Elmalılı Hamdi Yazır
Sahi be! Az kaldı bizi ma'budlarımızdan sapıtacaktı, eğer üzerlerine sebat etmesekti! diyorlar, fakat ileride bilecekler, azâbı görecekleri gün: kimmiş o yolu daha sapık olan?

Elmalılı (sadeleştirilmiş)
Sahi be! Az kalsın bizi tanrılarımızdan saptıracaktı, onlara tapmakta direnmemiş olsaydık! diyorlar. Fakat ileride azabı görecekleri gün kimin yolunun daha sapık olduğunu bilecekler.

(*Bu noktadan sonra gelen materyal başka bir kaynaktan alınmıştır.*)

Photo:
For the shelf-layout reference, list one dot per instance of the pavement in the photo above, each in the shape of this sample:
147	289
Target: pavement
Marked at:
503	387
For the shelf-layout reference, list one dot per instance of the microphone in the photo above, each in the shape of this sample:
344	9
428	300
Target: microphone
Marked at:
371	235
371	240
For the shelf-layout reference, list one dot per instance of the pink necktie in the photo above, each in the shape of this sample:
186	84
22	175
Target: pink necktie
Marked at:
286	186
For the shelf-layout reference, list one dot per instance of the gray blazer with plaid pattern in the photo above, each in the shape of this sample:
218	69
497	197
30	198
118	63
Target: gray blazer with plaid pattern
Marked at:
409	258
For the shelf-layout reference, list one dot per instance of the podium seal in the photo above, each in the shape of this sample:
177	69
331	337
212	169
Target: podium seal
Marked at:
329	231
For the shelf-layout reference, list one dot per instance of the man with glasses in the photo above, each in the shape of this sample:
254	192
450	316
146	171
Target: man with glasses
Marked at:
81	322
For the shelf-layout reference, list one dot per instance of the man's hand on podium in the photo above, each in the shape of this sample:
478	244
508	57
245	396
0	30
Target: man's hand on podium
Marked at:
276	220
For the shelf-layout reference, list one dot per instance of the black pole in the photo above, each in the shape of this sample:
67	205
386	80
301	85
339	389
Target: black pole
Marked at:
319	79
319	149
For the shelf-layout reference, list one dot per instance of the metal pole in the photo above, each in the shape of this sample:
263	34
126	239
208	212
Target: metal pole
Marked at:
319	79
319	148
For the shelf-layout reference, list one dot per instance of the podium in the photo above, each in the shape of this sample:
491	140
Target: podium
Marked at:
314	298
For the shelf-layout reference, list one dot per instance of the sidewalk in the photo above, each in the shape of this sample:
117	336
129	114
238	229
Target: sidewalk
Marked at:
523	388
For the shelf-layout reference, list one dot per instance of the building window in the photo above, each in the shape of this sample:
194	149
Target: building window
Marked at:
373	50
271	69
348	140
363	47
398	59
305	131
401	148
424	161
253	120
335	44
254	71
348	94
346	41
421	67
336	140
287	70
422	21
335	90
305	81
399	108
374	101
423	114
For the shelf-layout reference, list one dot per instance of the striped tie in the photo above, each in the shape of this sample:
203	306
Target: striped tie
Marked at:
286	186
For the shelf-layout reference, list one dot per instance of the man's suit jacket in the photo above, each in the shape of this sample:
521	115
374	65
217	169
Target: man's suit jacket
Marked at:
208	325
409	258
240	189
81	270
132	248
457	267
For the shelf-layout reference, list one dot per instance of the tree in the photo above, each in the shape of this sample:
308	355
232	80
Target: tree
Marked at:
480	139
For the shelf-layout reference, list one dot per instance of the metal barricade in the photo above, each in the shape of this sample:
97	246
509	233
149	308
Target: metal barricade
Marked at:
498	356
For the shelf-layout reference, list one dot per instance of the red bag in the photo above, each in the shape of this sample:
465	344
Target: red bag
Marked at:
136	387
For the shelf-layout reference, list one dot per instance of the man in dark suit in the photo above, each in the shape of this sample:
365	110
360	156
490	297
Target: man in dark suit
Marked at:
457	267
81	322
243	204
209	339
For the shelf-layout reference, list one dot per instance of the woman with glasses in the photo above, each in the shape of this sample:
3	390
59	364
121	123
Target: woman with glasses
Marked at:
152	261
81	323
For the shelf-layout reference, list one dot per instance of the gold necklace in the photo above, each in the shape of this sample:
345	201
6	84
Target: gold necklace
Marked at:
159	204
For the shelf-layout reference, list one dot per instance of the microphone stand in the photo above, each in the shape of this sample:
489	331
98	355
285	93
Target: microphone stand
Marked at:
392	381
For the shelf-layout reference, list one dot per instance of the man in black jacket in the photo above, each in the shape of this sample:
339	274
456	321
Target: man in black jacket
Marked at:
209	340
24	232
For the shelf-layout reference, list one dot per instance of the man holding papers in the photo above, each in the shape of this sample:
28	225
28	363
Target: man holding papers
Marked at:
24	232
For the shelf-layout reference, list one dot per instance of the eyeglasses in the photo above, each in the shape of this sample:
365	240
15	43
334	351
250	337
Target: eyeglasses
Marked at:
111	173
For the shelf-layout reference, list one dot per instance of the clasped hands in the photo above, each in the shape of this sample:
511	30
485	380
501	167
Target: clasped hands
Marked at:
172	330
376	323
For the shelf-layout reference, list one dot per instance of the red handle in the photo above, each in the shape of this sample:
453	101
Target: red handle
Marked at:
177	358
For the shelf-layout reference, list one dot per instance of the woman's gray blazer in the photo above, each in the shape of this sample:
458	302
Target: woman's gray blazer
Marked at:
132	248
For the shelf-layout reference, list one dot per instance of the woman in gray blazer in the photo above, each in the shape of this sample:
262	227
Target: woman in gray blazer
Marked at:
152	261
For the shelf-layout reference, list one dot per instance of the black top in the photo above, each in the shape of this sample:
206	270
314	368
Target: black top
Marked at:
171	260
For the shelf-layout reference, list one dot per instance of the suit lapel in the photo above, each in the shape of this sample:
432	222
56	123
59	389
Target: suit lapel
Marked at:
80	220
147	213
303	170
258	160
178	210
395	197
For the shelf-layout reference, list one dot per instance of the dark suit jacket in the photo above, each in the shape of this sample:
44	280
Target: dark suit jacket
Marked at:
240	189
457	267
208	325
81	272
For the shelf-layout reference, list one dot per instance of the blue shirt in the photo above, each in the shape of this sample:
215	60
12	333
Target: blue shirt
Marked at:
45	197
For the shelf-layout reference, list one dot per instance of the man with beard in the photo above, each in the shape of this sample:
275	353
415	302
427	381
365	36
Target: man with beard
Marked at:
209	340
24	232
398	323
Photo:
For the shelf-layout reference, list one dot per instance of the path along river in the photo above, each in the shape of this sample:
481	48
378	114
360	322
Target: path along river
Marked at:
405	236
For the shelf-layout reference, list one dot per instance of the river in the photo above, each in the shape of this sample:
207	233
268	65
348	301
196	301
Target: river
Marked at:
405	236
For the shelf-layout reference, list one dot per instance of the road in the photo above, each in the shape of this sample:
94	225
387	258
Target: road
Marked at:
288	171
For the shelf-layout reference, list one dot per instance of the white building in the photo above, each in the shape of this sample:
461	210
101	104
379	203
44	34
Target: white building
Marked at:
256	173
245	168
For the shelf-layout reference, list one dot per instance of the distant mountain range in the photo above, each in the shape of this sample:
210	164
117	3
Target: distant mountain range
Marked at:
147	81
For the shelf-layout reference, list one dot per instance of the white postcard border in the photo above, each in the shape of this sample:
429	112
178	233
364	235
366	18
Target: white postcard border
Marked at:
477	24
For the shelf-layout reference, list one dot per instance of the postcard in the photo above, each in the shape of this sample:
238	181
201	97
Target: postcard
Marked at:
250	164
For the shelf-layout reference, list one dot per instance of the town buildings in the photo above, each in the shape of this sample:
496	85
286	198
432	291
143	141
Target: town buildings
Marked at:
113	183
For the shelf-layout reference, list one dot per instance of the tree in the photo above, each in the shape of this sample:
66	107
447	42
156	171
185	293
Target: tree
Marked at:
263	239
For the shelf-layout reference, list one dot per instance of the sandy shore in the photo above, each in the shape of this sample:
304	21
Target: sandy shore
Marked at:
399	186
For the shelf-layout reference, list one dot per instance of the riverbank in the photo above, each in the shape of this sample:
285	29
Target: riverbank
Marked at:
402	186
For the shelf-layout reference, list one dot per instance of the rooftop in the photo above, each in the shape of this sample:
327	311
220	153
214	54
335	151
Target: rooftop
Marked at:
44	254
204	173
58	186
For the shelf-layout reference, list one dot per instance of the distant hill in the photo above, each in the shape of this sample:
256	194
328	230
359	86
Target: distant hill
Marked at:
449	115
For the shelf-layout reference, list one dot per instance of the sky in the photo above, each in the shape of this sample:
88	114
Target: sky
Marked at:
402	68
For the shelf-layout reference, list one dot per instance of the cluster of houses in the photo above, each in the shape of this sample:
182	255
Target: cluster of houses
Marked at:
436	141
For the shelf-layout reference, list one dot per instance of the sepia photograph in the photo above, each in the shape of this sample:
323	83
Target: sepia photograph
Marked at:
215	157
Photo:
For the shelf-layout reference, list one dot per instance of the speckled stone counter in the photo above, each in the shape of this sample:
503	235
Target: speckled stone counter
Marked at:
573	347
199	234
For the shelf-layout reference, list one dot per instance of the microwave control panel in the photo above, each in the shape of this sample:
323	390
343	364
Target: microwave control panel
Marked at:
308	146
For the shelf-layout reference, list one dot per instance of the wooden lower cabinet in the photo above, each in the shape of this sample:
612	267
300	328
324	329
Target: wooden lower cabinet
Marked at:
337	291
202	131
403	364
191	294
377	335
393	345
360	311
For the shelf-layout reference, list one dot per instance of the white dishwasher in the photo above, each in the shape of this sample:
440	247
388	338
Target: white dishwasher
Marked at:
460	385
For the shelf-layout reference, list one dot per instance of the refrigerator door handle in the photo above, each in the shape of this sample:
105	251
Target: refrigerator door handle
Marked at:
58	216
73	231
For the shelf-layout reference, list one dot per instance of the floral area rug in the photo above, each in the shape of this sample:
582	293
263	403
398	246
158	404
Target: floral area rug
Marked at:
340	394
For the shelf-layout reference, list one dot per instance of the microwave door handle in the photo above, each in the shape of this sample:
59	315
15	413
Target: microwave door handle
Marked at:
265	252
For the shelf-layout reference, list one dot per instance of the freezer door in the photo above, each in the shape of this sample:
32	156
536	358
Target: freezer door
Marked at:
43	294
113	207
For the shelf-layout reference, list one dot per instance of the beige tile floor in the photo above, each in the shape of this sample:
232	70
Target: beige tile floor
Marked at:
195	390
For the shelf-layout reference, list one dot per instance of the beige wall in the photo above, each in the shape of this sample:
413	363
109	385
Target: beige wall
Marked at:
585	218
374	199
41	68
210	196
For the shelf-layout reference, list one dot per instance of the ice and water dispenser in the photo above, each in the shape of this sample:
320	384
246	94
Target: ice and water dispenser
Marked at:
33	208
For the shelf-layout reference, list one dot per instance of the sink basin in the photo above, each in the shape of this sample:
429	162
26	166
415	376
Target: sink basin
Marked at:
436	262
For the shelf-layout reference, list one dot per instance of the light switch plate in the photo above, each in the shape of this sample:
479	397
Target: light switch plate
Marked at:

Elmalılı (sadeleştirilmiş - 2)
«Şayet tanrılarımıza inanmakta sebat göstermeseydik, gerçekten de bizi neredeyse tanrılarımızdan saptıracaktı» diyorlar. Azabı gördükleri zaman, kimin yolunun sapık olduğunu bilecekler!

Diyanet İşleri (eski)
'Tanrılarımız üzerinde direnmeseydik, doğrusu neredeyse bizi onlardan uzaklaştıracaktı' derler. Azabı gördükleri zaman, kimin yolunun sapık olduğunu bileceklerdir.

Diyanet İşleri
(41-42) Onlar seni görünce ancak eğlenceye alırlar. “Allah’ın peygamber olarak gönderdiği adam bu mu? Biz, ilâhlarımıza sımsıkı sarılmasaydık neredeyse bizi ilâhlarımızdan uzaklaştıracaktı” (derler.) Onlar yakında azabı gördükleri zaman, yolca kimin daha sapık olduğunu görecekler.

Diyanet Vakfi
«Şayet tanrılarımıza inanmakta sebat göstermeseydik, gerçekten bizi neredeyse tanrılarımızdan saptıracaktı» diyorlar. Azabı gördükleri zaman, asıl kimin yolunun sapık olduğunu bilecekler!

Celal Yıldırım
Tanrı edindiğimiz (putlara tapmakta) sabretmemiş olsaydık, neredeyse bizi saptıracaktı! derler. İleride bunlar azabı görünce kimin yol edinme bakımından daha sapık olduğunu bileceklerdir.

Suat Yıldırım
"Eğer biz sebat etmeseydik, nerdeyse bizi tanrılarımızdan vazgeçirecekti." derler. Ama kendilerini bekleyen azabı gördükleri vakit, asıl sapanın kim olduğunu işte o zaman anlayacaklardır.

Ali Fikri Yavuz
(Senin için diyorlar ki) “- Az kalsın bizi, putlarımıza ibadet etmekten çevirecekti, eğer üzerlerine sebat (la ibadet) etmeseydik...” Fakat, ileride azabı görecekleri gün, yolca daha sapık kimdir, bilecekler.

İbni Kesir
Gerçekten tanrılarımız üzerinde direnmeseydik bizi az kalsın onlardan saptıracaktı, derler. Azabı gördükleri vakit, kimin yolunun sapık olduğunu bileceklerdir.

Abdulbaki Gölpınarlı
Kulluklarında sebât etmeseydik neredeyse bizi de mâbûtlarımızdan saptıracaktı derler ve yakında, azâbı gördüler mi, bilecekler onlar, kimin yolu, daha yabanda.

Adem Uğur
Şayet tanrılarımıza inanmakta sebat göstermeseydik, gerçekten bizi neredeyse tanrılarımızdan saptıracaktı diyorlar. Azabı gördükleri zaman, asıl kimin yolunun sapık olduğunu bilecekler!

Ali Bulaç
"Eğer onlara karşı kararlılık göstermeseydik, neredeyse bizi ilahlarımızdan saptıracaktı." Azabı görecekleri zaman, kim yol bakımından daha sapıkmış, öğreneceklerdir.

Bekir Sadak
Tanrilarimiz uzerinde direnmeseydik, dogrusu neredeyse bizi onlardan uzaklastiracakti» derler. Azabi gordukleri zaman, kimin yolunun sapik oldugunu bileceklerdir.

Fizilal-il Kuran
Eğer biz ilahlarımıza ısrarla bağlılığımızı sürdürmeseydik, az kalsın bu adam bizi onlardan vazgeçirecekti derler. Yakında azabımızı gördüklerinde kimin yolunun sapık olduğunu öğreneceklerdir.

Gültekin Onan
"Eğer onlara karşı kararlılık göstermeseydik, neredeyse bizi tanrılarımızdan saptıracaktı." Azabı görecekleri zaman, kim yol bakımından daha sapıkmış öğreneceklerdir.

Muhammed Esed
"Eğer onlara sıkıca sarılmasaydık, bizi neredeyse tanrılarımızdan uzaklaştıracaktı!" (diyorlar.) Fakat (kendilerini bekleyen) azabı gördükleri zaman (doğru) yoldan uzaklaşan kişilerin kim olduğunu öğrenecekler!

Şaban Piriş
-Eğer dayanmasaydık az kalsın bizi ilahlarımızdan saptıracaktı, derler. Onlar azabı gördükleri zaman, kimin yolunun sapık olduğunu bilecekler.

Tefhim-ul Kuran
«Eğer biz onlara karşı kararlılık göstermeseydik, neredeyse bizi ilahlarımızdan saptırmış olacaktı.» Azabı görecekleri zaman, kim yol bakımından daha sapıkmış, onlar öğreneceklerdir.

Ümit Şimşek
'Sebat etmeseydik, neredeyse bizi tanrılarımızdan saptıracaktı.' Fakat azabı gördüklerinde, yoldan sapanın kim olduğunu öğrenecekler.

Süleyman Ateş
"Eğer biz tanrılarımıza tapmakta ısrar etmeseydik, nerdeyse bizi tanrılarımızdan saptıracaktı." (diyorlar). Azâbı gördükleri zaman kimin yolunun sapık olduğunu bileceklerdir.

Yaşar Nuri Öztürk
"Eğer biz kendilerine bağlılıkta sabırlı olmasaydık, bu bizi ilahlarımızdan saptıracaktı." Azabı gördüklerinde, yolca kimin daha sapık olduğunu bilecekler.

Edip Yüksel
'Direnmeseydik, neredeyse bizi tanrılarımızdan saptırıp ayıracaktı.' Azabı gördüklerinde kimin gerçekten sapık yolda olduğunu öğreneceklerdir.